If I understand you correctly, you broke the humerus above the elbow and at least one of the bones in the forearm (radius, ulna), below the elbow.
If this is correct, that is considered to be a "floating elbow", a very severe type of fracture.
It is not uncommon to lose range of motion after an injury about the elbow, no matter how long it was immobilized. We try to not immobilize the elbow for any length of time if possible, because stiffness can set in, in as little as a few days of immobilization.
Unfortunately, the fractures have to be healed completely, before a lot of stress in applied to the joint. Once the fractures are healed, intensive physical therapy may help. Sometimes, a brace called a turn-buckle has to be used to apply continuous stretching to the joint.
But, if therapy doesn't help, then sometimes surgery may be needed to release the scar tissue. But, operating on scar tissue is a double edged sword, because any surgery also creates scar, so the surgery could actually make the problem worse.
You should contact your surgeon as soon as you can, because you do not want to let stiffness of the elbow get away from you. the longer it is there, the harder it is to treat it.
Thanks for the information. I don't think my break would be called floating from my view. The humorous was split in line with the bone whilst the radius was broken across the bone. Not sure if that would really make a difference but i am doing a few home exercise's with light weights and rubber bands for the time being and will see a therapist when i get to somewhere that understands english.
The distal end of the humerus, the part that makes up the elbow, has a medial and lateral condyle, the two portions that sort of bulge out. The medial condyle, the one next to the body, articulates with the ulna (the point of the elbow). The lateral condyle, away from the body, articulate with the radial head.
If you split off one of those condyles, that is still a pretty significant injury. Since the fracture line would go into the joint, making it an intraarticular fracture. These types of fractures are at higher risk for developing traumatic arthritis later on down the line.
But, again, even though it may not be the classic floating elbow, since you have injuries on both sides of the elbow joint, it sort of makes it harder to rehab.

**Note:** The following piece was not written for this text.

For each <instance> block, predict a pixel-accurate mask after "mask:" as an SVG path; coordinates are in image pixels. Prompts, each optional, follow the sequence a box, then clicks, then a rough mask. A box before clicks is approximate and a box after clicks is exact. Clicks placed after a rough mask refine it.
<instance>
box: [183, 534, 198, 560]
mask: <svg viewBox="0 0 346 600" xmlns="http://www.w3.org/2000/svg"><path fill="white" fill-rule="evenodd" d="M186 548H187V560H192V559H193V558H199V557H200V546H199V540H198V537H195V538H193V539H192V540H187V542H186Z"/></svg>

It's hard enough to rehab the elbow after just a humerus fracture or just a radial shaft fracture, but, both!! You will have your work cut out for you.
While you are waiting to get back somewhere you feel more comfortable doing therapy, you can do the following fairly easily.
Make sure you keep your fingers and wrist motion going. It sounds simple, but they can get stiff really fast. You can stabilize the forearm, and then put the wirst and fingers through their full ROM.
The shoulder can also be mobilized, by using the Codman's exercises. These do not require any lifting of the upper extremity, and can even be done in a sling. They are a pendulum type of exercise that allows forward/backward, side to side, and circular motions. You can find pictures of how to do them on the internet.
These will keep you from getting a frozen shoulder, or stiff fingers, which can both be real problems if you let them get away from you.